All throughout school, and life, we are taught to 'try and try until you succeed'. Failure is not when you don't achieve a goal, but when you stop trying. Some people, like me, are willing to give things 'yet another' shot imagining a world where each attempts gets you closer to the dream; hence, that 'yet another' shot might be the last required. I can't help but quote Thomas Edison,

Many of life's failures are people who did not realize how close they were to success when they give up

But how correct is it to not give up ? Some are of the opinion of spending a life time on something you consider worth it. But is it appropriate to lose sight of all the other opportunities that might go by you? They say, when one door closes, another opens; but if you are too busy staring at the closed door, trying to find a way to break it down, wouldn't you miss the opened door ? Many a lives have been spent pursuing dreams that are not just 'hard' but impossible. Imagine such a person's life. How many times would he have felt utter despair, all hopes dying, yet he struggled. Somethings, some ideas, might have looked tempting but the pursuit would have led him to no better place.

Or is the success not as important as the pursuit itself ? Can one die satisfied just knowing that he's worked day in and day out pursuing a dream to his fullest potential, but yet couldn't achieve the dream, maybe because what he has dreamed of is impossible ? Or is success the single most important important thing ?
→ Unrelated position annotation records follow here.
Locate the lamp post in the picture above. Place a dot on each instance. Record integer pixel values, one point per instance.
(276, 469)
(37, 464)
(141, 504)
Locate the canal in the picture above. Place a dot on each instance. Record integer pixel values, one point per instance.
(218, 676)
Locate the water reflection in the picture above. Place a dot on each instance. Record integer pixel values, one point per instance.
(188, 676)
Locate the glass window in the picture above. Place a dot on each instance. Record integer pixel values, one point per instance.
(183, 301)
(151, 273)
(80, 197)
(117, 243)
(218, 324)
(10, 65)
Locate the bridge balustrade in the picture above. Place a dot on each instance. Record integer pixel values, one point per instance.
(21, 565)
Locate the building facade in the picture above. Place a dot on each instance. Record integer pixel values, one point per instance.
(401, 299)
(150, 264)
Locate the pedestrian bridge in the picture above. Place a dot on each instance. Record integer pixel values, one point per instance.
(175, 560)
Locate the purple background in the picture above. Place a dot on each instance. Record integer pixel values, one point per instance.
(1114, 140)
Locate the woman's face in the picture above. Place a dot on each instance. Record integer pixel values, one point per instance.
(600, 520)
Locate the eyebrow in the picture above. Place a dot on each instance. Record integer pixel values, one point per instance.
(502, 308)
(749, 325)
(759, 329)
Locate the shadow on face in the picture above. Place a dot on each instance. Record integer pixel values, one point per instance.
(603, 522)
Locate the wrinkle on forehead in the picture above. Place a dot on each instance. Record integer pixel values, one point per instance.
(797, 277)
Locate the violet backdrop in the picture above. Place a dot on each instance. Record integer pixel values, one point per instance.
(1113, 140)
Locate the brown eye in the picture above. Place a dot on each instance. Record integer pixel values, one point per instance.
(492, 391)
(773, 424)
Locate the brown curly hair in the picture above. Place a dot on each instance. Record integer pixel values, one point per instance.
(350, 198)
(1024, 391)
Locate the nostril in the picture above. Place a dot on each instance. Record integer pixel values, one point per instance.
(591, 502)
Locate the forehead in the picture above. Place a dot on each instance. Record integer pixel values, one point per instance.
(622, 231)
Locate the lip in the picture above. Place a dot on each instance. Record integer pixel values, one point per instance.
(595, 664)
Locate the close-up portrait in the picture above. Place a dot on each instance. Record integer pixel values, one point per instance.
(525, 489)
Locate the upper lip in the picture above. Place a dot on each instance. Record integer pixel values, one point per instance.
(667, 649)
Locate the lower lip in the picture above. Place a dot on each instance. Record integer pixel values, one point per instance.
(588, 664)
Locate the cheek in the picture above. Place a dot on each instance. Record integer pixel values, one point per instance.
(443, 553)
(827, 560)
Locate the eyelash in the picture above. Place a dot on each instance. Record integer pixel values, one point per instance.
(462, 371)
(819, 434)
Now consider a case where the more attempts you make, the more you might push the goal away; but there's always that slight possibility of attaining it. Would you still make the attempt ? One way to look at it is that you never had it; hence pushing it away can make it no worse. Another perspective to is to realize that its important to not lose sight of the goal. Pushing it away might make all future attempts go in vain and now you can neither have it nor see it.

What would you do ? 


  1. I personally think - as with most dilemmas - the best idea is to take the middle ground. Don't give up on something you really, really want but don't also lose sight of other opportunities that might be more realistic. I know that's easier said than done, but it's what makes most sense to me.
    It really does depend on how important that one goal is. If I fail once and I don't mind giving up, then I know that this endeavor didn't really matter to me in the first place. And of course, if I don't want to give up yet, then I know it really is important - and I keep trying.

  2. If you devote your entire life to a goal, single-mindedly, you'll mostly never end up with nothing. You will have made some progress, pushed the boundaries of some domain of knowledge. I think that should (ideally) bring satisfaction, knowing that you laid down some part of the path to the answer, even if someone else walked it to the very end. The fact remains that you were a crucial part of it. But it's also true that this is hard to accept in reality (knowing that you haven't achieved what you ultimately wanted; it must feel a bit like failure).

    I'd also say that pursuit is just as equally important as the final result, because the pursuit is what changes you for the better. That is not a small thing in itself, since it potentially lays down crucial foundations for your future.